Quien con más mordacidad criticaba, en aquella época, a Chejov y Stanislavski era el poeta futurista Maiakooski, quien tildaba su teatro de «putrefacto» y lo satirizó en versos como el que habla de «La tita Mania, el tío Vania, gimoteando en el sofá».[9] Con todo, él mismo acabaría por convertirse en una de las víctimas del mundo feliz cuyo advenimiento había acogido con tanto entusiasmo. «Entendimos el suicidio de Maiakovski —confió el escritor Isaac Babel a los miembros de la NKVD que lo interrogaron antes de su ejecución— como la conclusión del poeta de que era imposible trabajar bajo las condiciones impuestas por el sistema soviético».[10]

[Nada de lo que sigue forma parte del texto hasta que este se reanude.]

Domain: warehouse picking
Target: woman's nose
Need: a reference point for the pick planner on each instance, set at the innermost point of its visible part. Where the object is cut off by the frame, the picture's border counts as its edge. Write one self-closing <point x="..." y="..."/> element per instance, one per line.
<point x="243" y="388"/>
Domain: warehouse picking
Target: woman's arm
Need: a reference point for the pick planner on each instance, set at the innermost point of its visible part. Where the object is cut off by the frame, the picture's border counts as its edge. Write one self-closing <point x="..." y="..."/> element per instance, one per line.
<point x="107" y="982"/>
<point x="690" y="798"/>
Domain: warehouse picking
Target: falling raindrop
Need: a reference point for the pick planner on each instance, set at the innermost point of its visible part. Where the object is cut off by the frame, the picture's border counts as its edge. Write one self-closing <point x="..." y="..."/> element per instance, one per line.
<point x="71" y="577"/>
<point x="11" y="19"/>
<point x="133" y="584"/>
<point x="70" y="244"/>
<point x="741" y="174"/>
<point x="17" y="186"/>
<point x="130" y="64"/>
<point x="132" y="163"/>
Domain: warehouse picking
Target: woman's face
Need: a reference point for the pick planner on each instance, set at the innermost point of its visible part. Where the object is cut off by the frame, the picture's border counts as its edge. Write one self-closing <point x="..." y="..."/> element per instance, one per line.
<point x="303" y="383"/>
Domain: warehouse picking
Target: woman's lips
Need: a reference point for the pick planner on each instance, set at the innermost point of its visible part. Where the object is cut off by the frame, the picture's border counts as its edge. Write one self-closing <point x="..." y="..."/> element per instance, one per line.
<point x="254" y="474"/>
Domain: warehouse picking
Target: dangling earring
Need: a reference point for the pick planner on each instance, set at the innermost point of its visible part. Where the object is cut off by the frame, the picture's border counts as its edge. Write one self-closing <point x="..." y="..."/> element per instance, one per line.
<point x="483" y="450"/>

Los albores del otoño de 1919 constituyeron un momento decisivo para la guerra civil rusa. Las tropas del almirante Kolchak, que avanzaban procedentes de Siberia, habían comenzado a desintegrarse a consecuencia de la presión ejercida por el Ejército Rojo, en la vanguardia, y, en la retaguardia, por las revueltas campesinas provocadas por los saqueos y la brutalidad de los blancos. Sin embargo, el frente meridional seguía infundiendo temor en los bolcheviques. A finales de agosto, las fuerzas blancas del general Denikin habían tomado casi todas las ciudades más importantes de Ucrania. El general Mamontov y otros adalides cosacos protagonizaron intensas cabalgadas y se apoderaron así de poblaciones decisivas en dirección norte, incluida Voronej, en el curso alto del Don. El general Denikin había dictado el plan de ataque en su «Mandato de Moscú». El 14 de octubre, uno de sus ejércitos capturó Orel, a tan sólo cuatrocientos kilómetros de Moscú, lo que lo dejó en situación de amenazar Tula, principal centro de fabricación de armamento de la República Soviética. Mientras tanto, el del general Yudenich había alcanzado, procedente de Estonia, las inmediaciones de Petrogrado, «cuna de la Revolución». En Moscú comenzaron a trazarse planes de huida para los bolcheviques más importantes, a los que, llegado el caso, se proporcionarían pasaportes falsos y dinero zarista. En Crimea, los refugiados de clase media y alta provenientes del norte comenzaron a convencerse de que la pesadilla bolchevique estaba a punto de acabar y de que en breve podrían regresar a sus hogares. Durante aquellas primeras semanas del otoño de 1919, el paseo marítimo de Yalta volvió a llenarse de damas y niñas ataviadas con largos vestidos blancos, sombrillas y amplios sombreros de paja. Incluso podía verse, de cuando en cuando, el perrito de tiempos de Antón Chejov.[11]